Sunday Whirl #67

Dinner for Four

The crest of the mountains

Dig deep into the canapy of clouds

Like lace

Layered over a clear blue sky

Fly through the air


Channeling death…or near death

There is no attack

No scores to be settled

Each falling from the air

Taking part in the feast

It is orderly as if by tradition

No frenzy

Some would say…

They are wayward

They pass the ball on the court

Dressed to the “nines”

A robust game

All is sublime

Their life though strange

A rough purification

Note: The beginning is the scene I saw on my way to town, and four turkey vultures circling the tennis court, and I wondered…who or what are they circling?  And then I thought about how noble they are, just doing their job.

22 thoughts on “July 29, 2012 Sunday Whirl #67

  1. I loved reading your process notes. It was fascinating to discover what inspired yourto write this lovely poem. Your opening line is really spectacular: “The crest of the mountains Dig deep into the canopy of clouds Like lace Layered over a clear blue sky.” Gorgeous!
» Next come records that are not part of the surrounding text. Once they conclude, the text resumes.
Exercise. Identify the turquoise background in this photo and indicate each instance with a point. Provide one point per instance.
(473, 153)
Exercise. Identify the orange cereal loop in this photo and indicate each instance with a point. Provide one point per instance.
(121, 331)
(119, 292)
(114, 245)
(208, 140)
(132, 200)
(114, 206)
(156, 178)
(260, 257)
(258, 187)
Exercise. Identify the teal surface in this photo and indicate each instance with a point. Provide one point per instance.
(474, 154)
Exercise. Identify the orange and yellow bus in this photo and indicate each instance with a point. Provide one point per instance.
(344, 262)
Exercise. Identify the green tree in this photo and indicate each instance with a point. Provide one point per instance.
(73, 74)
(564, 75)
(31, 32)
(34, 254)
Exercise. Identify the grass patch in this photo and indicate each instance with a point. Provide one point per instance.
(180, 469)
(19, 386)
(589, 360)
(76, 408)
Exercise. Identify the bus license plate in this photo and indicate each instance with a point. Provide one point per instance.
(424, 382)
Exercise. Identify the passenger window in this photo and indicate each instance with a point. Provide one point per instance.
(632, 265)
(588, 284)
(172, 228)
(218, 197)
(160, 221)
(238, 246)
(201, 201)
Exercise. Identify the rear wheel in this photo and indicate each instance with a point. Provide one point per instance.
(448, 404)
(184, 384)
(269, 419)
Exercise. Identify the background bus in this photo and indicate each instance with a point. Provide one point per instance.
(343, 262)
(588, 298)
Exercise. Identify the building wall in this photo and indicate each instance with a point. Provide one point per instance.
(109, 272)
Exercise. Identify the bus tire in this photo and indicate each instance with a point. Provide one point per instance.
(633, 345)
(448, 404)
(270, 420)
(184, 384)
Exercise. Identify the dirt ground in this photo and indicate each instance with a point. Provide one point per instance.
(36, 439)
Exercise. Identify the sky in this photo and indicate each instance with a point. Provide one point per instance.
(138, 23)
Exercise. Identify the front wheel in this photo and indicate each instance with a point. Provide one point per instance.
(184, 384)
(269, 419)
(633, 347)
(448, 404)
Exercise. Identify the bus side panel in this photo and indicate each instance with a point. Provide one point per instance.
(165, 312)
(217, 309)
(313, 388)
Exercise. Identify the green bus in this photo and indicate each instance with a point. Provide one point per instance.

  2. Ooh this sends shivers..something about the silenced and practised kill..makes it more emotionless..and deathly..i like those lace clouds..somehow soft and wise in this mountainous scene..jae

  3. There is beauty in all things natural. I quite agree that it is fascinating where the same list of words takes each of us to different places. Thanks for your visit.

  4. A great concept to use those tricky words. You obviously don;t agree, but I prefer not to highlight the prompt words, so that they don’t rule the poem, and come as happy discoveries. What motivates your system?

    1. In the book The Language of the Goddess, by Marija Gimbutas, there is infomation about the vultures shrine, Catal Huyuk. Vultures were held sacred. She said the principal images that can be detected in prehistory and which still play a part in folk beliefs are the vulture, owl, cuckoo/hawk, dove, boar, the White Lady and her hound, and the dry bone.

      She says, the bird depicted in the vulture shrine, is identified as the griffon, or Old World vulture. Completely black, it is a very impressive bird, especially in flight with its nine-foot wingspan; however, it is entirely nonaggressive and feeds exclusively on carrion. It is this trait which is responsible for the griffon-vulture’s special assoication with death. (Marija Gimbutas, Goddess)

  5. “Orderly as if by tradition…” Yes. And yet you found the beauty: “dig deep into the canopy of clouds/ like lace.” I won’t see vultures in quite the same way. They are necessary to the function of the planet. Thank you.

    1. I saw a film once, about vultures in South America, first they would put out rotten chicken and the voultures wouldn’t come, then a fresh one, and they came at once. Another thing, which I don’t think is true in our country, but the vultures come, but they wait for the King Vulture to come to open the carcass (his beak is just right for this task) and he has first choice, then the others eat…how orderly indeed.

  6. I enjoyed your process notes and your view of vultures, as beautiful creatures doing their job, holding an important place in the dance of life and death. I liked the orderliness in your poem, in words and images.